Lo fulmino con la mirada.

—Puedo ir en autobús.

—¿Tienes ganas de discutir conmigo?

—Lo cierto es que por hoy ya he tenido una buena dosis de cabreo, no deseo más. Solo quiero irme a casa.

Guardamos silencio y poso la vista en su camisa ligeramente abierta a la altura de la clavícula que lo transforma en un ser extremadamente provocativo. El oscuro vello que le asoma es como un imán para mis ojos. Para más coña, cuelga ahí las Ray Ban, comienza a recoger sus cosas de la mesa y las guarda en bolsillo del pantalón. Reconozco que jamás creí posible que la mera presencia de un hombre pudiera alterarme tanto.

Amon se inclina sobre mi silla, recoge mi bolso del respaldo y me levanta agarrándome fuerte por el codo. Sin decir ni una palabra, tira de mí llevándome con él. Me quedo atónita ante su repentino gesto posesivo y, para mi desgracia, percibo que un rubor incontrolable me tiñe las mejillas.

—Pero, ¿qué haces? —le digo tratando de soltarme cuando me doy cuenta de que me lleva forzada.

—Llevarte a casa como es evidente.

—Te he dicho que sé arreglármelas sola.

—¿Acaso en algún momento he insinuado que no sepas hacerlo? —Arrastra las palabras mientras un gesto insípido le curva los labios. Tenso añade: —Si escucharas lo que te digo con el mismo entusiasmo que le dedicas a ‘tu amigo’ quizá te irían un poquito mejor las cosas con ‘tus profesores’. ¿Todavía quieres ir en autobús?

—Sí —respondo rotunda.

—Bien, pues ya puedes ir quitándotelo de la cabeza, no pienso dejar que lo hagas, yo mismo te llevaré a casa.

—Pero, ¿por qué?

—Digamos que me estoy acostumbrando con rapidez a tu impertinente compañía, después de pasar estos gratos momentos a tu lado.
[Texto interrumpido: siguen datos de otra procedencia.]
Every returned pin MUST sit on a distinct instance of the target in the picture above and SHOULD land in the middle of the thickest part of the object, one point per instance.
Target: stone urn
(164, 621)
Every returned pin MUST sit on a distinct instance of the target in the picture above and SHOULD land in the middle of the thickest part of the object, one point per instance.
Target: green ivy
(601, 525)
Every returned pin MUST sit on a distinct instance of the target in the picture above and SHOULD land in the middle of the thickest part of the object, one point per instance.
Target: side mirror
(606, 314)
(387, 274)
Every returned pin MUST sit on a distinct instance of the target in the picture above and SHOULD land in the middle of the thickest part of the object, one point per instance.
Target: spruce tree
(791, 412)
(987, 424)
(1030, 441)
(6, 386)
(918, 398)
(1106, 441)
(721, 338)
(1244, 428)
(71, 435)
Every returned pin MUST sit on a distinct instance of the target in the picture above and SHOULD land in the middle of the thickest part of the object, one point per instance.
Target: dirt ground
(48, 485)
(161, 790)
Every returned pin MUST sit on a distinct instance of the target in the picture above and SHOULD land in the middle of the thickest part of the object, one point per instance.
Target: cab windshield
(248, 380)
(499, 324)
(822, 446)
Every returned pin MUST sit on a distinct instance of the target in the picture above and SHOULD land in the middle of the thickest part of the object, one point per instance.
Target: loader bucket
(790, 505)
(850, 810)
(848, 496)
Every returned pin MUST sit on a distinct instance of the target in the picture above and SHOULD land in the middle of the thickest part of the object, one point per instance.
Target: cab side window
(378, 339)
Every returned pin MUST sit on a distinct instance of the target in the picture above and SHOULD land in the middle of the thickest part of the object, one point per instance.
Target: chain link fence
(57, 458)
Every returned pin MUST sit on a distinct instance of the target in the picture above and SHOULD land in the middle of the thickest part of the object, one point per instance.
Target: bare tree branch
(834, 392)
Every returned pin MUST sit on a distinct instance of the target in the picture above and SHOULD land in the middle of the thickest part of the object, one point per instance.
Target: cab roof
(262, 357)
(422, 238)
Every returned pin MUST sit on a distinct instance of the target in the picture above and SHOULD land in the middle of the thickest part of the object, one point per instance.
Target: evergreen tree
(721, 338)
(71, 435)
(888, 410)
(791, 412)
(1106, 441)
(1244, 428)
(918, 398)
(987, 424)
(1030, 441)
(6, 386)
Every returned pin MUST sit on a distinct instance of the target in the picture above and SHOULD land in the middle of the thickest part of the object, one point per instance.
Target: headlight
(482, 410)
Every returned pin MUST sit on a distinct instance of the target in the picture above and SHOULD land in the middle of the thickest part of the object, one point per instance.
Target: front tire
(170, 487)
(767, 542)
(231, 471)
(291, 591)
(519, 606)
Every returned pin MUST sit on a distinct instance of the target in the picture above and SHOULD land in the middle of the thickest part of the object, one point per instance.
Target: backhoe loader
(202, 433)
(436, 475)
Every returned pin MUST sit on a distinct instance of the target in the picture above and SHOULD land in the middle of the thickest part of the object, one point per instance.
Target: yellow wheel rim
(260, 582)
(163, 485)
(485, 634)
Se me tensa hasta la imaginación, así que contraataco:

—No quiero que me lleves a ningún sitio. Además, dudo de que mi impertinente compañía te resulte agradable. ¡Y me estás haciendo daño en el brazo!

—Cuidado, Leia —me advierte mientras atravesamos la plaza que, a esta hora, está hasta la bandera de gente—. No me provoques o comenzaré a tratarte como te mereces. Vamos, sé única y vuelve a decirme que no.

Su amenaza subyacente me hace proyectar los ojos hacia el suelo. Tenerlo a tan corta distancia, con su descarada masculinidad y el fuerte vigor que proyecta a través de su cuerpo tan recio y poderoso es… buf… Aun así…

—¡No!

—Bien. Obedeces rápido. Ahora relájate. No te morderé. Todavía no me has dicho quién es ese hombre.

—¿Martínez? Ya te lo dije, es un amigo. ¿Por qué quieres…?

—No me refería a ese payaso para nada —me corta—.Ya sabes a quién me refiero.

Ni siquiera me mira. Tiene los ojos fijos en el otro extremo de la plaza donde hay un montón de coches aparcados. Nos dirigimos hacia allí.

—¿Por qué te empeñas en querer saberlo? —pregunto rechinando los dientes y olvidándome por completo del papel que tengo que representar. Me cargo de veneno.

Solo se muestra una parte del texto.